There are signs that Ohio may yet swing behind Obama, once last-minute deciders make up their minds. At least one recent statewide poll showed a virtual dead heat; others gave Clinton a slight edge.

Winning the nation's seventh-most-populous state may well allow Clinton to keep going, though the delegate math remains daunting and even her husband has said that she needs to win Texas, too. Still, her campaign has started shaping an argument for pressing ahead at least until Pennsylvania, a place quite similar to Ohio, holds the next big Democratic primary on April 22.
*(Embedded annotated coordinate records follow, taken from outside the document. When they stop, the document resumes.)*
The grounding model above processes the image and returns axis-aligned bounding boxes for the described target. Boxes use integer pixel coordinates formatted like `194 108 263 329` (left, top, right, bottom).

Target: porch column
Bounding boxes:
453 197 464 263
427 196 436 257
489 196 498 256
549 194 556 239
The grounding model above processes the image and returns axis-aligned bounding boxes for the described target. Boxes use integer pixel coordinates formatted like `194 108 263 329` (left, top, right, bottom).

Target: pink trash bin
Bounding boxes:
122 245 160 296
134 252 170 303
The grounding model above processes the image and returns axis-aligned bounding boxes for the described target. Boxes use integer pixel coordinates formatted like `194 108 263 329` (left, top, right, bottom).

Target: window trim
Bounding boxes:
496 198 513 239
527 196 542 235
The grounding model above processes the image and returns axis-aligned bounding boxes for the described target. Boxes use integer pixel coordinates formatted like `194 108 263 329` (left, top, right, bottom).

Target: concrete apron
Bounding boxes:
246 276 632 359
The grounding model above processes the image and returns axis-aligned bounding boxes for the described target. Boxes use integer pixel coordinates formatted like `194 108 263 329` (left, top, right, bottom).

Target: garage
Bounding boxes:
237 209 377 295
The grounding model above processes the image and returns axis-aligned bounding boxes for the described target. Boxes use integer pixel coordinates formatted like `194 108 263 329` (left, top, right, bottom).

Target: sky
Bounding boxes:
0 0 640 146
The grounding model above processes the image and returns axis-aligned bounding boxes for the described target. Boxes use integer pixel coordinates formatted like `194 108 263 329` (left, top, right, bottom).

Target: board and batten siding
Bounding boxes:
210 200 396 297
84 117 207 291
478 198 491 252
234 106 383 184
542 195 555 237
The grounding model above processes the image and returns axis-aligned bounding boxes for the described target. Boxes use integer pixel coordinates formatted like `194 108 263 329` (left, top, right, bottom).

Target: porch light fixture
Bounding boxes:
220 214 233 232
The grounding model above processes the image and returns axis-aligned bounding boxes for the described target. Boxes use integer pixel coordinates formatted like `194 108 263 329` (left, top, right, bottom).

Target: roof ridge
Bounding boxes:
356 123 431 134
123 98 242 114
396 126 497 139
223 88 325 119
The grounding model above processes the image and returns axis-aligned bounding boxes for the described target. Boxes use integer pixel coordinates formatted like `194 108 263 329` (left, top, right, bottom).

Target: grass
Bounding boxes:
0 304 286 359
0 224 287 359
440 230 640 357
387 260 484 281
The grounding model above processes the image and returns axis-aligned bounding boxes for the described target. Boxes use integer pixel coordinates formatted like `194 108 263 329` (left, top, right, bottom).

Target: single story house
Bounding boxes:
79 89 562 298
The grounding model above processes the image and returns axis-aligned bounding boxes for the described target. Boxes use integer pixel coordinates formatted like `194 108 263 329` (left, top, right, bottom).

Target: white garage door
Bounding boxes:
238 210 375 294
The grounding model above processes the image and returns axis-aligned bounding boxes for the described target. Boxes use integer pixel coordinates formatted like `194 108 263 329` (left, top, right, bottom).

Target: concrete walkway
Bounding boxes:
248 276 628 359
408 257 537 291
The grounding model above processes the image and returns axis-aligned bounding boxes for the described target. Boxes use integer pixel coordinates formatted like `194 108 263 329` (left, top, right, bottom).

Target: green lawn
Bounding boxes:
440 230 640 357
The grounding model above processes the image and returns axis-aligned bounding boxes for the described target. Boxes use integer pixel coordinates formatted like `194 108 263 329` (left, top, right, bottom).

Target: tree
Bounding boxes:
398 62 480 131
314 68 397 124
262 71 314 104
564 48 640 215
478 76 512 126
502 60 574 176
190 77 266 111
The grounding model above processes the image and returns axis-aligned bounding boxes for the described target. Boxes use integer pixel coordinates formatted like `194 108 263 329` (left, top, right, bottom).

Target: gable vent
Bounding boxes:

Clinton has lost 11 straight contests since Feb. 5 and fallen significantly behind Obama in major national polls. But a number of factors could help her eke out a victory in Ohio, according to party strategists and independent analysts.

"It's very tempting to say Ohio's had a hard time with change," said Bill Burges, a Democratic consultant in Cleveland.

Vacant storefronts and shuttered factories are familiar sights in this state, hit hard by manufacturing job losses over the past quarter-century and with a jobless rate above the national average. Economic woes haven't led to a massive exodus; Ohio has a higher portion of residents living in the state where they were born than any major state that's already voted this year.

"If there is any state that needs change at the national level, it's this one," said former Democratic National Chairman David Wilhelm, who managed Bill Clinton's 1992 presidential campaign but recently endorsed Obama.

But Wilhelm, who runs a rural-development venture capital firm in Athens, Ohio, acknowledged that "Ohioans have a degree of skepticism about new things. ... This is not a state that gravitates toward celebrity."

Then there is the matter of "stickiness." Ohioans are "sticky," he said. "It's not easy to move them. ... People here are reluctant to move too quickly."